- Film poster
- Directed by: Guillaume Nicloux
- Written by: Guillaum Nicloux Nathalie Leuthreau Jean-Bernard Pouy
- Produced by: Sylvie Pialat
- Starring: Jean-Pierre Darroussin Judith Godrèche Josiane Balasko
- Cinematography: Georges Lechaptois
- Edited by: Guy Lecorne
- Music by: Julien Doré
- Production company: Les Films du Worso
- Distributed by: MK2 Diffusion
- Release date: 8 December 2010;
- Running time: 90 minutes
- Country: France
- Language: French
- Budget: $2.6 million
- Box office: $530.000

= Holiday (2010 film) =

Holiday is a 2010 French comedy crime film directed by Guillaume Nicloux.

== Plot ==
One evening, Michel Trémois falls in the pharmacy of a provincial railway station and remembers the sequence of events which, in two days, have pushed his party life weekend with his wife Nadine, to rebuild their relationship and save their sexuality.
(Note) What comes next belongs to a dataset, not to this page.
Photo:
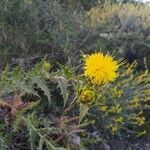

Nothing goes as planned. After a wild and tumultuous night embellished singular encounters, the wake-Michel is brutal and painful. He not only finds himself accused of murder but his wife is not found.

==Cast==

- Jean-Pierre Darroussin as Michel Trémois
- Judith Godrèche as Nadine Trémois
- Josiane Balasko as Christiane Mercier
- Françoise Lebrun as Marie-Paule
- Biyouna as Eva Lopez
- Pascal Bongard as Richard Ponce
- Marc Rioufol as Anthony Rivière
- Scali Delpeyrat as Fabien
- Eric Naggar as M. Abraham
- Yves Verhoeven as Inspector Delteil
- Camille de Sablet as Sandy
- Stéphan Wojtowicz as Sylvain Caccia
- Nicolas Jouhet as Olivier Desanti
- Christian Drillaud as Alain
- Yveline Hamon as Danielle
- Christophe Fluder as Nicolas Ajuria
- Léna Breban as Julie Vadec
- Valérie Lang as Catherine Bazinsky
- Maxime Lefrançois as Rémi Van Groll
- Julien Prévost as Bruno

==Production==
Filming locations included the Château de Mercuès in Mercuès and the Gare de Cahors in Cahors, in the Lot department.